Struktur organisasi minimalis di perusahaan kecil umumnya membuat karyawan mudah naik jabatan karena kurangnya persaingan. Karena keterbatasan modal atau profit yang belum stabil, perusahaan kecil biasanya belum mampu membayar salary manajer sama dengan yang perusahaan besar berikan. Jadi, jika perusahaan kecil bisa membayar seorang yang dirasa bisa menjadi pemimpin divisi dengan salary yang tidak terlalu tinggi, kenapa tidak? 

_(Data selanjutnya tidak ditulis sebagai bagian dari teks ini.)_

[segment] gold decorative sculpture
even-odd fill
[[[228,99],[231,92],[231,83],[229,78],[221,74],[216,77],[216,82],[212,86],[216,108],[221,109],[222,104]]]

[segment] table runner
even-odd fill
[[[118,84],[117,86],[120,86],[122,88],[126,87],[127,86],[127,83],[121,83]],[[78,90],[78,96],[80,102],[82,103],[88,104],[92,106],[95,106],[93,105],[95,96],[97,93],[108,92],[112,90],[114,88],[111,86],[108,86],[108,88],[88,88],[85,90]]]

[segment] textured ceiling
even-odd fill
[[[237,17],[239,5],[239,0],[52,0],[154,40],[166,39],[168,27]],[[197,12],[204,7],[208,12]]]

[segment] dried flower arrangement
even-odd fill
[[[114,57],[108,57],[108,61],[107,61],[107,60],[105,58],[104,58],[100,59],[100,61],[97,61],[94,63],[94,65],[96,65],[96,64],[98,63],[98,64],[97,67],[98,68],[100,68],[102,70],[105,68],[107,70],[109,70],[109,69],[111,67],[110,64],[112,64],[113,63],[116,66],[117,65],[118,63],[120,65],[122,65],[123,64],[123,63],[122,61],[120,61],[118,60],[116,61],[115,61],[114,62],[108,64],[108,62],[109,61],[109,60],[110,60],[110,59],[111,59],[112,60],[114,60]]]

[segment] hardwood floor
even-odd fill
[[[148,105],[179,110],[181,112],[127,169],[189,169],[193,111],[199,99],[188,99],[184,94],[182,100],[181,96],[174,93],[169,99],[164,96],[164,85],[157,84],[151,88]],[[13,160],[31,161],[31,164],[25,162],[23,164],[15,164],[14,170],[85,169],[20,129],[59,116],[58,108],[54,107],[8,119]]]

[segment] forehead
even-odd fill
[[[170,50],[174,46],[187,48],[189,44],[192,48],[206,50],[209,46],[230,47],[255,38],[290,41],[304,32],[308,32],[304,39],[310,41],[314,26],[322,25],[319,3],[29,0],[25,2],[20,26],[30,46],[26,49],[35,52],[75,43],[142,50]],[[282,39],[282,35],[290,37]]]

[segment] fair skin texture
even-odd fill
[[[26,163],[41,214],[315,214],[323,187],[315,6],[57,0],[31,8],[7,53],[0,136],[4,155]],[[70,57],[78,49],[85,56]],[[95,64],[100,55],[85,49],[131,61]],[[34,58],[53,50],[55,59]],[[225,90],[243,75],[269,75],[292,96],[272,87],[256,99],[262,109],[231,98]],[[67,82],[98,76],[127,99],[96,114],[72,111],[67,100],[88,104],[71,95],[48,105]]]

Sementara itu, biasanya manajer di perusahaan besar tidak bisa dengan mudah mendapatkan sebuah posisi. Ia harus melalui proses uji, penilaian, tes, hingga psikotes lanjutan untuk naik jabatan ke level manajer. Intinya, perusahaan besar tak ingin kredibilitasnya rusak hanya karena salah memilih pemimpin.  


2. Jam Terbang

Belum punya pengalaman kerja lebih dari 2-3 tahun namun sudah berhasil menjadi manajer? Jika tanpa prestasi dan koneksi rasanya sulit. Pengalaman itu membuat seorang pemimpin ‘kaya’ dalam bekerja agar tak salah langkah. Sudah seharusnya mereka lebih cerdas daripada bawahannya. Sama saja seperti seorang ibu yang memiliki satu anak, tentu pengalamannya berbeda dengan ibu dengan tiga orang anak, bukan?  


3. Job Desk

Job desk seorang pemimpin itu bukan mengerjakan semua hal, namun melakukan supervisi akan semua hal. Seorang pemimpin sebaiknya memiliki junior, bawahan, atau anak buah yang bekerja dalam sebuah tim untuk membantunya mencapai apa yang menjadi target perusahaan. Jadi, jangan bangga dulu dengan gelar manajer yang berhasil diraih, jika kemampuan leadership tak terpakai nantinya. 




4. Salary

Salah satu tolak ukur yang membedakan manajer dengan ‘manajer’ adalah pendapatannya. Jika pendapatan dan fasilitas seorang manajer tidak berada pada level yang setara dengan manajer di perusahaan lain yang bidang pekerjaan sama, Anda bisa mempertanyakan hal tersebut. Nilai salary merupakan salah satu cara perusahaan menghargai kinerja karyawannya. Salary pemimpin harusnya sesuai dengan job desk dan tanggung jawab—begitu pula sebaliknya. 


5. Jiwa Leadership

Ini poin terpenting untuk membuktikan kualitas manajer dan ‘manajer’. Seorang manajer wajib memiliki jiwa kepemimpinan atau leadership yang baik. Leadership tumbuh berdasarkan pengalaman—kembali ke poin kedua. Jika seorang manajer pernah menjadi junior atau dipimpin dulunya, tentu akan lebih baik baginya mengatur strategi kerja, mendalami pekerjaan, melakukan supervisi, dan mengelola timnya. Manajer yang baik pun terlihat dari caranya memberikan solusi terhadap setiap masalah yang terjadi—bukan malah lepas tangan atau membuat runyam keadaan. 


6. Hasil dan Prestasi 

Target diraih sesuai KPI, kualitas anak buah meningkat, hingga keuntungan perusahaan tercapai menjadi nilai plus bagi seorang manajer. Prestasi membuktikan kualitas seorang manajer berbeda dengan ‘manajer’. Jangan sampai gelar manajer diraih hanya karena perusahaan belum mendapatkan kandidat yang tepat sehingga Anda dijadikan cadangan saja—daripada membiarkan sebuah divisi tidak berjalan.